Appendix: Estimating test-attributed COVID-19 deaths
Let P(i) be the probability of being infected during an epidemic wave at any given time point i, P the total cumulative probability of being infected during the epidemic wave, T the total duration of the epidemic wave, t the time period during which a person infected with the virus would test positive, d the diagnostic time window used in death attribution (a death is attributed to the virus if it occurs within d time of a positive test), m(i) the population mortality rate (death from any cause) per unit time at time (i), m the average population mortality rate (death from any cause) per unit time, and S the size of the population of interest.

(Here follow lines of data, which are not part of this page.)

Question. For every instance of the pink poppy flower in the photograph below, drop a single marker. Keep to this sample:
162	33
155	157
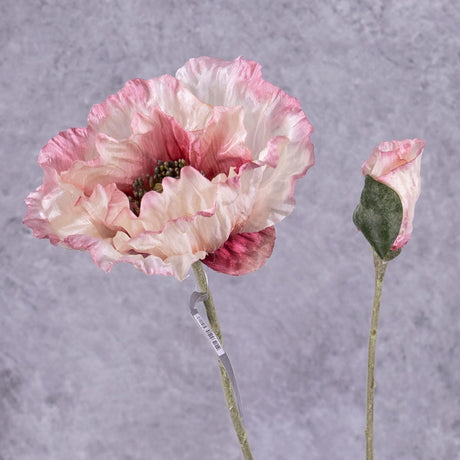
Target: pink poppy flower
397	165
174	170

Initially, one may consider the simplified version where P(i) and m(i) remain steady during the epidemic wave and ask what would happen if one were to test all people at the time of their death. Then the probability of testing positive for the virus at the time of death (for any death and for any cause thereof) during the T + t period is given by
$${\text{D}} = {\text{Pt}}/\left( {{\text{T}} + {\text{t}}} \right)$$
(1)
For example, if P = 60% of the population is infected, t = 0.07 years, and T + t = 1 year, then D = 0.6 × 0.07/1 = 0.042, i.e. 4.2% of people dying will test positive for the virus, if they happen to be tested at the time of their death, regardless of whether the virus is causally related to the death or is an innocent bystander. The equation is assuming t is substantially shorter than T so that the effect of the initial phase where no full t length “look back” is possible, can be neglected.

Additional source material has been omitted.